2. LCA II - Nodes May Not Exist (Leetcode 1644)

Problem: Find LCA of p and q, but return null if either doesn't exist.

Solution Approach:

• First verify both nodes exist in the tree
• Then use the standard LCA algorithm

var lowestCommonAncestor = function(root, p, q) {
   

// Helper to check if node exists in tree

function nodeExists(node, target) {
 if (!node) return false;
 if (node === target) return true;
return nodeExists(node.left, target) || nodeExists(node.right, target);
}
    

// First check if both nodes exist
if (!nodeExists(root, p) || !nodeExists(root, q)) return null;

    // Standard LCA algorithm
    function lca(node) {
        if (!node || node === p || node === q) return node;
        let left = lca(node.left);
        let right = lca(node.right);
        if (left && right) return node;
        return left || right;
    }
    
    return lca(root);
};

3. LCA IV - Multiple Nodes (Leetcode 1676)

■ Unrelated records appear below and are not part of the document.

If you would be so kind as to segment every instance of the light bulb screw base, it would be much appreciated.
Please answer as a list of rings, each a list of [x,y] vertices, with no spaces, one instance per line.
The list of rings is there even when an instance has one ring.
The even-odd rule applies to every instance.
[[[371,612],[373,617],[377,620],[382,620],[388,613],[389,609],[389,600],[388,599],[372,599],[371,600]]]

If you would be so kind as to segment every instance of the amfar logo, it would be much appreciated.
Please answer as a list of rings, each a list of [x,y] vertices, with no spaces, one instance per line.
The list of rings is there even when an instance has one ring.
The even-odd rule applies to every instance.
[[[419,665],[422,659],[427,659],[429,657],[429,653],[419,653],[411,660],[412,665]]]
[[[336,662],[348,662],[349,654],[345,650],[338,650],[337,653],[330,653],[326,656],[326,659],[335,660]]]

Problem: Find LCA of an array of nodes (all guaranteed to exist).

Solution Approach:

• Similar to basic LCA but generalize for multiple nodes
• Use a Set for O(1) lookups of target nodes
• A node is LCA if it has target nodes in both subtrees or is itself a target

var lowestCommonAncestor = function(root, nodes) {
    const targets = new Set(nodes.map(n => n.val));
    
    function lca(node) {
        if (!node) return null;
        if (targets.has(node.val)) return node;
        
        let left = lca(node.left);
        let right = lca(node.right);
        
        if (left && right) return node;
        return left || right;
    }
    
    return lca(root);
};

4. LCA III - With Parent Pointers (Leetcode 1650)

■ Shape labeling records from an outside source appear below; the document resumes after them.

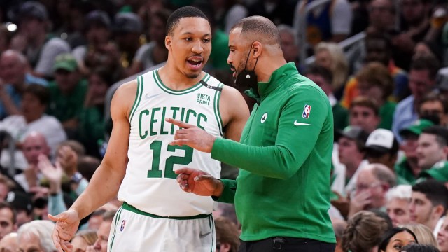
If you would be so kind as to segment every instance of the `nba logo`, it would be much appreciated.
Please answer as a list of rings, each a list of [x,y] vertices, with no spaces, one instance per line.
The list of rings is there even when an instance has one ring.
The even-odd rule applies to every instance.
[[[126,220],[123,220],[123,221],[121,222],[121,227],[120,227],[120,231],[123,232],[123,230],[125,229],[125,224],[126,224]]]
[[[302,113],[302,117],[308,119],[309,117],[309,113],[311,112],[311,106],[308,104],[305,104],[305,106],[303,108],[303,113]]]

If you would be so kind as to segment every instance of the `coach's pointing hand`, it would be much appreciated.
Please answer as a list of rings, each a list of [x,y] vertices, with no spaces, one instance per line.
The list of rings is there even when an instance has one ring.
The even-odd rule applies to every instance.
[[[181,168],[174,171],[177,183],[186,192],[201,196],[219,197],[223,192],[223,183],[205,172],[197,169]]]
[[[186,145],[200,151],[211,152],[213,144],[216,139],[215,136],[197,126],[178,120],[165,118],[165,120],[181,128],[176,131],[174,141],[169,143],[170,145]]]

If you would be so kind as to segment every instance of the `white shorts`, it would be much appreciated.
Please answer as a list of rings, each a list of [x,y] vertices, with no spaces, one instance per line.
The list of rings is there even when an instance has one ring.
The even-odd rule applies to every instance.
[[[112,220],[108,252],[214,252],[215,224],[211,214],[162,217],[126,202]]]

Problem: Find LCA when nodes have parent pointers (no root given).

Solution Approach:

• Find the depth of both nodes from root
• Move the deeper node up to match the other's depth
• Then move both up until they meet

 (using hash set):

var lowestCommonAncestor = function(p, q) {
    const visited = new Set();
    
    // Traverse up from p
    while (p) {
        visited.add(p);
        p = p.parent;
    }
    
    // Traverse up from q until we find a visited node
    while (q) {
        if (visited.has(q)) return q;
        q = q.parent;
    }
    
    return null;
};

Key Insights:

1. Core LCA Algorithm: The recursive approach works beautifully for standard binary trees by checking left and right subtrees.
2. Node Existence Check: For problems where nodes might not exist, we need to first verify their presence.
3. Multiple Nodes: Generalizing to multiple nodes just requires tracking a set of target nodes.
4. Parent Pointers: When we have parent pointers, we can use depth calculation or path tracking to find the intersection.

The beauty is that all these variations build on the same fundamental concept - finding the deepest node that contains all target nodes in its descendants.